Copious articles and blogs have been written about how people - predominantly women - change, acquiesce, and lose themselves in marriage only to find themselves again when they divorce. But it need not just be women. Men need to connect with their inner self as well. There are numerous advantages when a person uses this transition in their life to become more introspective, change, and create greater health, happiness, and growth. It's very empowering. Yet I have mixed feelings about it and I will tell you why.
Although I know its a time to shout loudly - 'you go!', on the other side of the equation, is the question that continues to naw at me - 'how did that happen? And more importantly, why does it continue to happen over and over especially with women? What is it about us that we continue to dumb down our power, acquiesce, and forgo and give up what is rightfully ours - our voice? Are women less comfortable with themselves than men are? Maybe men need to be more in touch with their feelings.
I am witness to people I help everyday who admit to becoming a person they never thought they would (yes, I did that too in a far away time!). They became a version of themselves they grew to resent. Over time, they didn't recognize the reflection in the mirror staring back at them. They were not honest in their relationship. They settled and acquiesced. They said yes when they wanted to say no. They would forgo time with friends and family to be with their partner or spouse because they felt it would upset him - all for the sake of couple hood. They gave up a part of themselves for the sake of the couple.
But what is the irony in all that? In giving up of self, they lost themselves and ultimately the relationship ended. And after it ends, they ask, 'Who am I? 'How did this happen?' 'What do I do now?' Sure, those are important questions, but the more important question is why did it happen at all?
A significant factor and one that keeps relationships healthy is the ability for each person to function independently in a relationship where they can each express how they feel, embrace and share their opinions, hold on to their values, and maintain their individual identity outside of the relationship.
So, before you embark on your next relationship, ask yourself:
- What is it about me - history, personality, and attachment style - that prevented me from being honest with my partner and more importantly myself? Did I give him/her a fair chance?

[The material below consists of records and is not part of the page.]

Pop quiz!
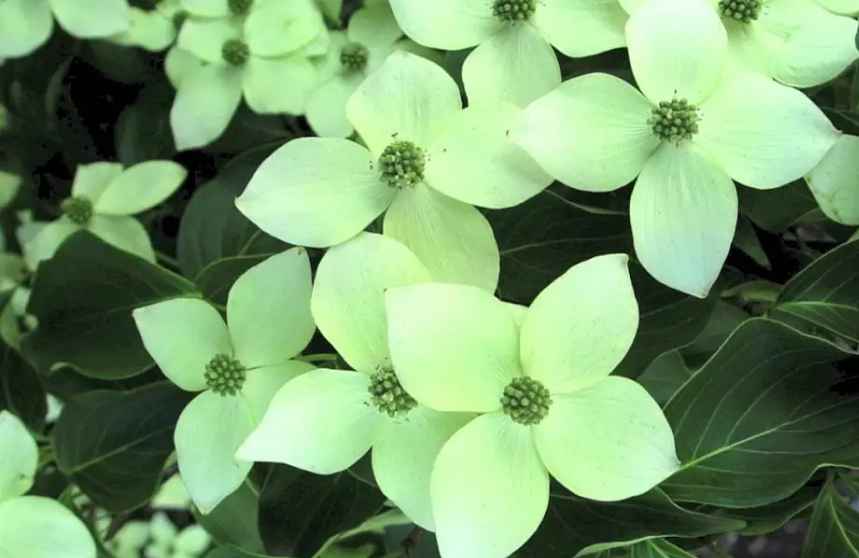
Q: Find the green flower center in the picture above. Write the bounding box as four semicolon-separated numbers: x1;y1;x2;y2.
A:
340;43;370;72
647;99;701;144
492;0;537;23
221;39;251;66
204;354;245;395
60;196;93;227
229;0;254;15
379;141;426;189
501;376;552;426
719;0;761;23
368;368;418;418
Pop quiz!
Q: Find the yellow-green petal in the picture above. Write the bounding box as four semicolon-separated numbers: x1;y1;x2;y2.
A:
431;413;548;558
521;254;638;394
384;188;501;292
534;376;680;501
385;283;521;412
132;298;233;391
513;73;659;192
227;248;316;367
173;390;254;514
236;138;396;247
630;144;737;298
311;233;430;374
237;369;384;475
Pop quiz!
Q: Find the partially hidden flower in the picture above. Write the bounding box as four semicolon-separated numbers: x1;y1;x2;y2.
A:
0;411;96;558
391;0;627;106
513;0;840;297
170;0;328;150
133;248;315;513
236;51;551;291
386;254;679;558
0;0;129;59
238;233;470;530
19;161;188;269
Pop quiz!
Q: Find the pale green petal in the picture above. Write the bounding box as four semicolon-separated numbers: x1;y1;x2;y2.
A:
513;73;659;192
750;0;859;87
462;24;561;107
173;390;254;514
372;406;471;531
534;0;628;57
72;163;123;204
164;47;206;89
630;144;737;298
534;376;680;501
50;0;129;39
311;233;430;373
0;496;96;558
23;217;81;270
385;283;521;412
170;64;242;151
0;0;54;58
111;6;176;52
806;134;859;225
432;413;548;558
521;254;638;394
391;0;504;50
0;411;39;504
237;369;384;475
425;101;552;208
87;214;155;263
132;298;233;391
236;138;396;247
817;0;859;15
242;55;318;114
177;18;242;64
227;248;316;367
346;50;462;157
384;188;500;292
307;73;364;138
694;73;840;189
242;360;316;426
95;161;188;215
182;0;231;17
347;2;403;48
626;0;728;104
244;0;325;57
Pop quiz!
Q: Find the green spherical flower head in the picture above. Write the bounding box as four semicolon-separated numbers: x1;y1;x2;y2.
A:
647;99;701;144
229;0;254;15
369;368;418;418
501;376;552;426
719;0;761;23
60;196;93;226
221;39;251;66
492;0;537;23
340;43;370;72
204;354;245;395
379;141;426;189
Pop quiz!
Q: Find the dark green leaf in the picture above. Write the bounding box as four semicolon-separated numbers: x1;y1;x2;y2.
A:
196;482;265;552
0;341;48;432
259;465;385;558
662;319;859;507
516;489;744;558
177;147;287;277
488;187;632;304
23;231;195;379
52;382;191;513
802;482;859;558
638;351;692;405
770;240;859;344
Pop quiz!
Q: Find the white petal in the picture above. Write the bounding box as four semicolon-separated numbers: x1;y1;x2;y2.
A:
432;413;549;558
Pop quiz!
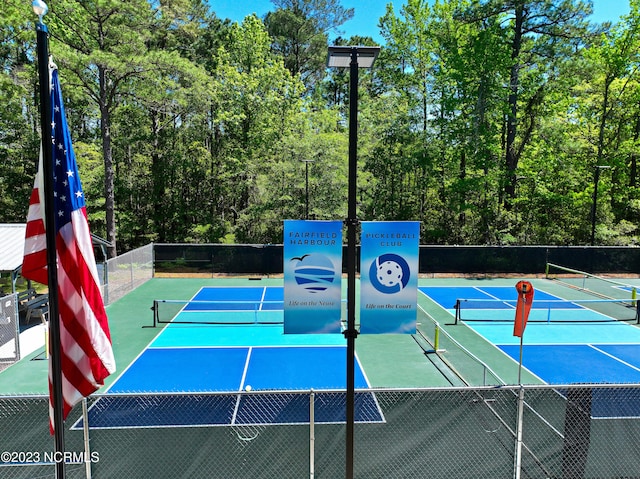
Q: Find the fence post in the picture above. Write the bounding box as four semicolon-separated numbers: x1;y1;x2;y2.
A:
82;398;91;479
513;384;524;479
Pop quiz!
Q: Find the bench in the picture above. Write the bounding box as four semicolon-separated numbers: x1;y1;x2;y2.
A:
24;294;49;324
18;288;49;324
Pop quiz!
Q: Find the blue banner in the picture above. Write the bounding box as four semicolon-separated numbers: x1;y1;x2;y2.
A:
284;220;342;334
360;221;420;334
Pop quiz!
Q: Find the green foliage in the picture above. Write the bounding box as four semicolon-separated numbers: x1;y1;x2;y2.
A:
0;0;640;250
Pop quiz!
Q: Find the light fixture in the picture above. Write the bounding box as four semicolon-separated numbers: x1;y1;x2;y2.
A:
327;46;380;68
31;0;49;22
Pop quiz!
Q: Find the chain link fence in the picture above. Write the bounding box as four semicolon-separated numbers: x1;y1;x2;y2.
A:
102;243;153;304
0;294;20;371
0;385;640;479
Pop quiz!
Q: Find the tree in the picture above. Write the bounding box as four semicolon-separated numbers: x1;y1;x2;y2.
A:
460;0;591;206
265;0;353;88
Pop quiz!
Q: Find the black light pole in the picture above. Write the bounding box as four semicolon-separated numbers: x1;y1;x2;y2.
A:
31;0;65;479
302;160;313;220
591;165;611;246
328;46;380;479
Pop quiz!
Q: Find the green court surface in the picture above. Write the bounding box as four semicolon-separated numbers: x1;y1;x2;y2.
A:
6;278;640;395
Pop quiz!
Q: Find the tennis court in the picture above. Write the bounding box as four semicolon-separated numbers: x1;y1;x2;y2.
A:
85;287;384;428
420;286;640;417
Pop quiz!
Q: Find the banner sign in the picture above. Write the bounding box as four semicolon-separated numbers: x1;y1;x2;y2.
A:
360;221;420;334
284;220;342;334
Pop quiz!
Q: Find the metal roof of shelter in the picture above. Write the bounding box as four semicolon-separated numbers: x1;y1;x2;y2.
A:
0;223;111;291
0;223;27;272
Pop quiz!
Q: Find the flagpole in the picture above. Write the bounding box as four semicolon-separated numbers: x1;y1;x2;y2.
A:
32;0;65;479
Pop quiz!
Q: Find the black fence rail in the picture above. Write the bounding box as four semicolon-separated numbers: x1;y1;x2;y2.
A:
154;244;640;274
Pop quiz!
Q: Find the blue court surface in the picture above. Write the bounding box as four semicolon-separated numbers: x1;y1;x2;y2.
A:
76;287;384;428
420;281;640;417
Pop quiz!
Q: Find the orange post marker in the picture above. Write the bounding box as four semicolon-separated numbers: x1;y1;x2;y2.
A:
513;281;533;337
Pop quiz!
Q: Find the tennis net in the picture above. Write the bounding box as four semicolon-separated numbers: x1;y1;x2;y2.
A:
455;299;640;324
545;263;637;300
151;299;284;327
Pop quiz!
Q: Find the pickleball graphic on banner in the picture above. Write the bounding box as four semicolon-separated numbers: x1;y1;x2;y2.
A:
283;220;342;334
360;221;420;334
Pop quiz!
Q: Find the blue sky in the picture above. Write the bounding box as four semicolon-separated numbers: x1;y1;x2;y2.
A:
209;0;629;42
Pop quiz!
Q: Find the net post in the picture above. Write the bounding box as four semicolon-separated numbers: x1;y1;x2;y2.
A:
151;299;158;328
309;389;316;479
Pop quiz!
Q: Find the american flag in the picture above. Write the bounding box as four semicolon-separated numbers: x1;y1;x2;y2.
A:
22;69;115;432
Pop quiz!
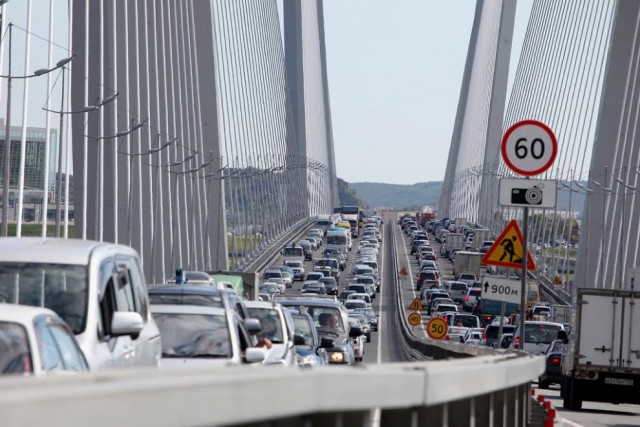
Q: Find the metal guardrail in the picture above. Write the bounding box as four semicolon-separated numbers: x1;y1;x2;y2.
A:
0;354;544;427
242;218;314;272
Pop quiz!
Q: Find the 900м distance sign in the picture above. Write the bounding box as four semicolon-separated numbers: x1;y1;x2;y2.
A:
500;120;558;176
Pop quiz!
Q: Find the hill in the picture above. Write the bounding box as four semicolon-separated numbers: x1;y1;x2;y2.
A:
349;181;442;209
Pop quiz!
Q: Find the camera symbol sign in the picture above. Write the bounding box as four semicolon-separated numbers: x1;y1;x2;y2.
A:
498;178;557;209
500;120;558;176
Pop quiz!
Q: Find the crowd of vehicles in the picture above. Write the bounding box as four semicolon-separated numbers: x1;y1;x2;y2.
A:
0;211;381;375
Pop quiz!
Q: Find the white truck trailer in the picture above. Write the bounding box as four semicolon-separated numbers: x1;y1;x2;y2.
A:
561;288;640;410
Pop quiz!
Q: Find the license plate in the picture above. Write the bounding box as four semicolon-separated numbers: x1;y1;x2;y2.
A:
604;378;633;387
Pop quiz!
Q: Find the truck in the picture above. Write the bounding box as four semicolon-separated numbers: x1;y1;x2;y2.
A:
453;251;482;279
444;233;464;257
558;286;640;410
471;228;493;252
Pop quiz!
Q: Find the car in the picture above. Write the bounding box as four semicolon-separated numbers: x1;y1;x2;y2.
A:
347;292;371;307
349;310;371;342
148;284;251;319
349;317;367;362
442;280;469;304
510;321;564;354
480;324;516;347
449;313;480;328
291;313;333;368
320;277;338;295
538;339;567;389
464;328;483;345
265;277;287;294
0;237;161;370
0;304;89;376
151;304;267;368
286;259;304;280
245;301;298;367
344;300;371;310
280;298;362;365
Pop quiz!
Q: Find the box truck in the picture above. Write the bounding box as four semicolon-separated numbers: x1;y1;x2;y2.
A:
559;288;640;410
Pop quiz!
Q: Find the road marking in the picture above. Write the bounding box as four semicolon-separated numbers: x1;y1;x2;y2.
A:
393;227;427;338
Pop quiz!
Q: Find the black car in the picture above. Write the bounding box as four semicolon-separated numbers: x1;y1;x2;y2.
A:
538;340;566;389
291;313;333;368
279;298;363;365
149;284;249;319
320;277;338;295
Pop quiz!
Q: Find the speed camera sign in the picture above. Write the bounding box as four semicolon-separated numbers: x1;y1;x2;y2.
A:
500;120;558;176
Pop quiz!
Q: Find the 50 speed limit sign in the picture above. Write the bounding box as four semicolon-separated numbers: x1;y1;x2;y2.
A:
500;120;558;176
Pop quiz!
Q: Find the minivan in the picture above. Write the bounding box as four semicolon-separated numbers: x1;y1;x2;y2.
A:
0;237;161;370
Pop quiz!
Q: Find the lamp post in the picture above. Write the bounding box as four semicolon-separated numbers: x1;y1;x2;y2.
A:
576;182;604;288
616;178;636;289
0;21;76;237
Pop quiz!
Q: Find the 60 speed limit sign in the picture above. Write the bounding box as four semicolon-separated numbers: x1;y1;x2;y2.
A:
500;120;558;176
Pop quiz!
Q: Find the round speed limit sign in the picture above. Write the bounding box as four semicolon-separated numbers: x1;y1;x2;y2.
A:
500;120;558;176
427;317;449;340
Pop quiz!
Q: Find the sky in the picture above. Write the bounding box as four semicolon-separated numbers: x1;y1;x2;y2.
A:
324;0;531;184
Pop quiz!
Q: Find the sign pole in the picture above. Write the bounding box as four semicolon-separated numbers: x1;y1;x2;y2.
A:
520;206;529;350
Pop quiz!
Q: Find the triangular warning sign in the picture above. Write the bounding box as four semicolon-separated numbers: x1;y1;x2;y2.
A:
409;297;424;311
480;219;536;270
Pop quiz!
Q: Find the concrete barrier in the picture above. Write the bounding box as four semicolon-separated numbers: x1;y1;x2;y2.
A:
0;354;544;427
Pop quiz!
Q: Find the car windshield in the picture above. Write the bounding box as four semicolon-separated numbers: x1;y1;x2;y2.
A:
149;292;224;308
293;316;313;348
248;307;284;344
0;322;32;375
0;262;88;334
153;313;232;358
524;323;560;344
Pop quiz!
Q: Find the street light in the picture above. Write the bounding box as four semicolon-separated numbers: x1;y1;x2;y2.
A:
616;178;636;289
0;21;77;237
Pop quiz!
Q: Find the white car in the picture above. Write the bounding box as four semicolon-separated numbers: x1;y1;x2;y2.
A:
245;301;298;367
0;237;161;370
0;304;89;376
151;304;267;368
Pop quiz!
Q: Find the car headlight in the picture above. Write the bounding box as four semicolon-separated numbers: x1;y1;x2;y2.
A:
329;351;345;363
298;354;318;367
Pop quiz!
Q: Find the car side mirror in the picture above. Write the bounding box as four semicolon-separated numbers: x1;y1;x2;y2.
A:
244;348;267;363
244;317;262;335
349;326;362;338
558;330;569;344
320;337;334;348
111;311;144;339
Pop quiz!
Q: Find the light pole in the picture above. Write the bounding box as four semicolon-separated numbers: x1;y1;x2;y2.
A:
576;182;604;285
616;178;636;289
0;22;76;237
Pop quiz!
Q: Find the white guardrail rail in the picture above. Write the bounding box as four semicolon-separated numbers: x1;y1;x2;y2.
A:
0;354;543;427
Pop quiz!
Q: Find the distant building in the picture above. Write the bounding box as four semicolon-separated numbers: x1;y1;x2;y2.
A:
0;119;58;191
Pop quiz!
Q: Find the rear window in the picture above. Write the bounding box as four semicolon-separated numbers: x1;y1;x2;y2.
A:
451;283;467;291
485;325;516;339
524;323;560;344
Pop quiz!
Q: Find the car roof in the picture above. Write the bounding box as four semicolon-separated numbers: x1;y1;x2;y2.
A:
149;284;224;295
0;237;137;265
0;304;60;324
149;304;226;316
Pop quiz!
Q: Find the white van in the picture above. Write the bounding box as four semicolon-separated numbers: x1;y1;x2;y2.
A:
0;237;161;369
325;227;351;254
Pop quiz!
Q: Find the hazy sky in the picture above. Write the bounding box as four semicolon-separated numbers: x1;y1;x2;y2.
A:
324;0;531;184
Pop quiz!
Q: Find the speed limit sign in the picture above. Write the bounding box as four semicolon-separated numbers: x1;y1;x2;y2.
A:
500;120;558;176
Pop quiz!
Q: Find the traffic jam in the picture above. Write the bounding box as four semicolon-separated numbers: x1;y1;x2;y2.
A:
0;207;382;376
397;213;571;388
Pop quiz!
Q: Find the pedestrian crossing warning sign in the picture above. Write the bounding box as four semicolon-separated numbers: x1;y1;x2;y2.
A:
409;297;424;311
480;219;536;270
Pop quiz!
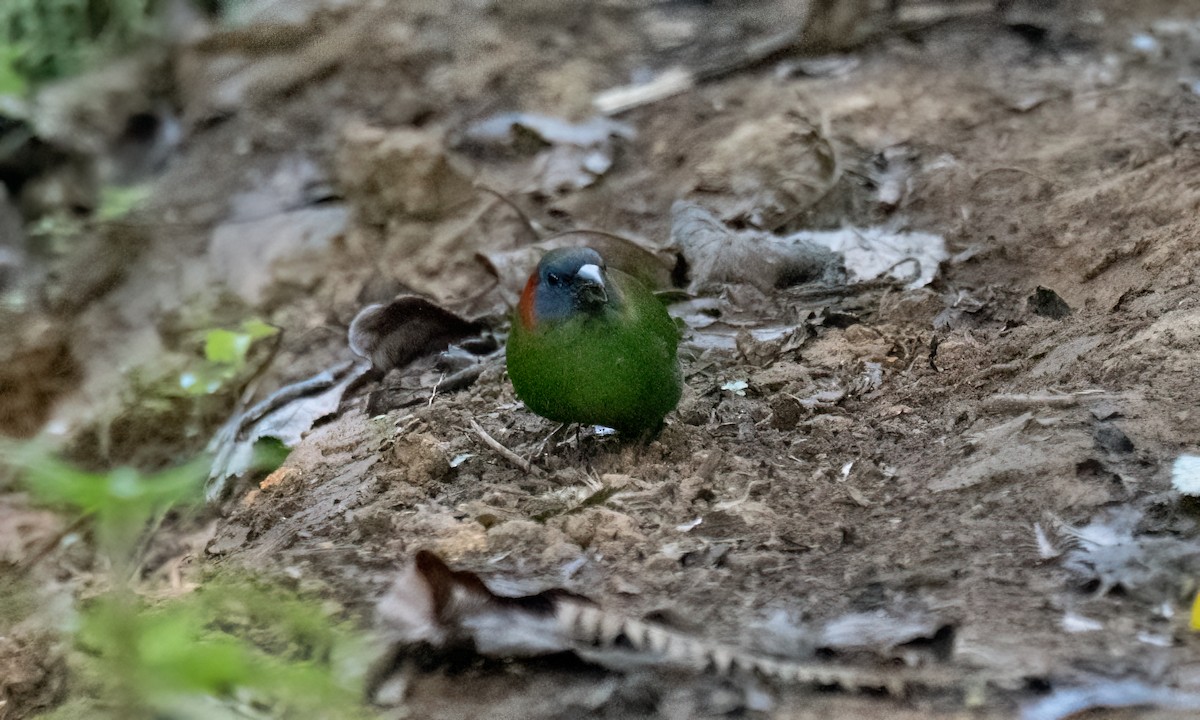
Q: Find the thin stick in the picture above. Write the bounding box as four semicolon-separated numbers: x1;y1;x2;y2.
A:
470;418;533;474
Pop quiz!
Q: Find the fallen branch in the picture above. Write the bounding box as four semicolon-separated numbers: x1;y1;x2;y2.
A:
470;418;534;474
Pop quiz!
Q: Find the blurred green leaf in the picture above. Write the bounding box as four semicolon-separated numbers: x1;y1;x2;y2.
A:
0;44;29;95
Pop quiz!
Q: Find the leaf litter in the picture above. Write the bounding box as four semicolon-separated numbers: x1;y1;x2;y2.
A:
7;1;1196;718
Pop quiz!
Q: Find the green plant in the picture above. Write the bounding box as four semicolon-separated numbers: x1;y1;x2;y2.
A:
179;318;280;395
0;444;367;720
0;0;156;83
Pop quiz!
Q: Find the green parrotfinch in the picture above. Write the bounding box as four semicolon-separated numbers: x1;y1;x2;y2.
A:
508;247;680;436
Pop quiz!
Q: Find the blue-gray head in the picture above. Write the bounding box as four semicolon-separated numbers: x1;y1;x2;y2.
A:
518;247;611;328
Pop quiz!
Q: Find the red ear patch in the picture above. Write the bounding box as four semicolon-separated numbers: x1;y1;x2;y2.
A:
517;270;538;330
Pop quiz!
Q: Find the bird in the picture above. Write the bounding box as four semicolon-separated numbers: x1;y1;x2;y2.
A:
505;247;682;438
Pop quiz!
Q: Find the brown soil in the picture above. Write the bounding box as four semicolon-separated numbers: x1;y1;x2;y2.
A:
0;1;1200;719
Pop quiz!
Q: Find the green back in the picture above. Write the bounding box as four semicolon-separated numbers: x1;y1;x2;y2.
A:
508;270;680;433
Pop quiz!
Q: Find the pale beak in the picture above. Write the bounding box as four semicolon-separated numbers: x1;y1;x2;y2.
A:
575;264;608;305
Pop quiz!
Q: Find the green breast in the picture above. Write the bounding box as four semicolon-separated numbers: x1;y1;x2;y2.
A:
508;274;680;433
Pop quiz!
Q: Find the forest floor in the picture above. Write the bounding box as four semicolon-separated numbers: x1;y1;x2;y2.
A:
0;0;1200;719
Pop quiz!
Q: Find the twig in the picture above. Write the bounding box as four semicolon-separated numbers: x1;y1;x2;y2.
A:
971;166;1058;188
470;418;533;474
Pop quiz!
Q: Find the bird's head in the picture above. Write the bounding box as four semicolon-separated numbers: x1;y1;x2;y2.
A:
518;247;612;328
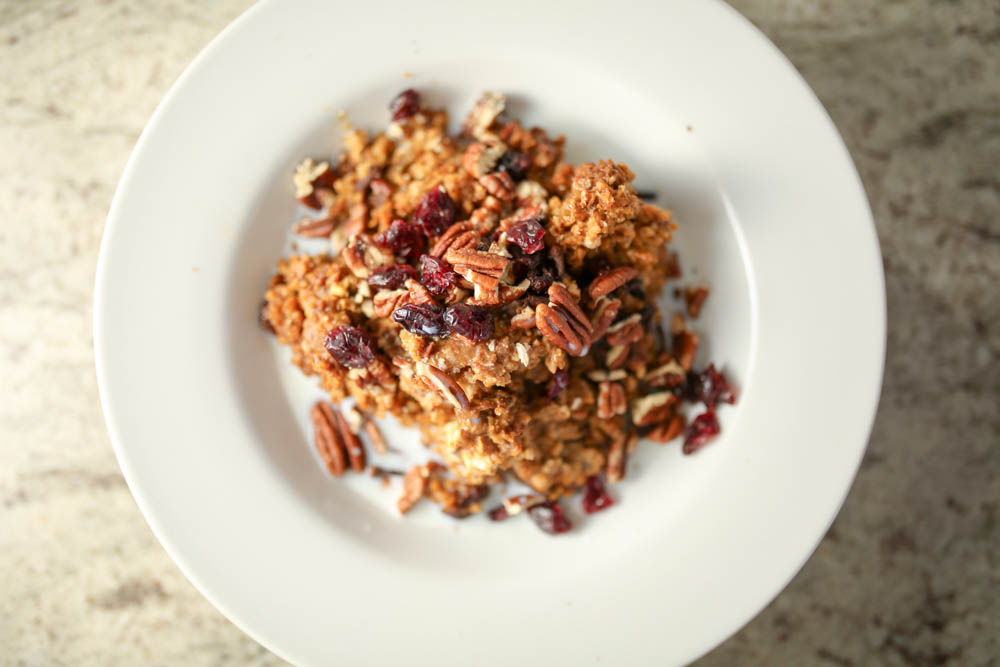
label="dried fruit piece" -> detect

- Why did I allow myself to change? Why did I neglect what's important in my life?
- What was I fearful of? Him or her leaving? If so, why? When did I become so fearful?
- What factors made it difficult to be myself?
- If I were my authentic self what would that have looked like? What prevented me from staying true to my values, opinions, and what I find important in life?
- Why couldn't I communicate how I was feeling to my partner?
- How will I communicate my needs and feelings to my next partner to prevent this from happening again? What are my challenges doing that and why?
Keep in mind:
- Spend time with friends and family without your partner. Don't neglect those relationships. They were there before the relationship and need time and attention too.
- Have individual hobbies and interests. Spend some alone time. This creates the space that couples need that relationships need to thrive.
- Be open to new things, experiences, and opportunities.
- Don't allow the status of your relationship to affect other things in your life (too much) or your outlook. This is one (though very important) aspect of your life.
Learning to live an authentic and true life, one that means being honest about what is important to you is key not just for the health and growth of the relationship, but for you!
Dr. Kristin Davin (AKA "Dr. D") is a Divorce Mediator and Clinical Psychologist practicing in New York City. Her approach is based upon Cognitive Behavior Therapy combined with Solution Focused Therapy. You can learn more at www.kristindavin.com .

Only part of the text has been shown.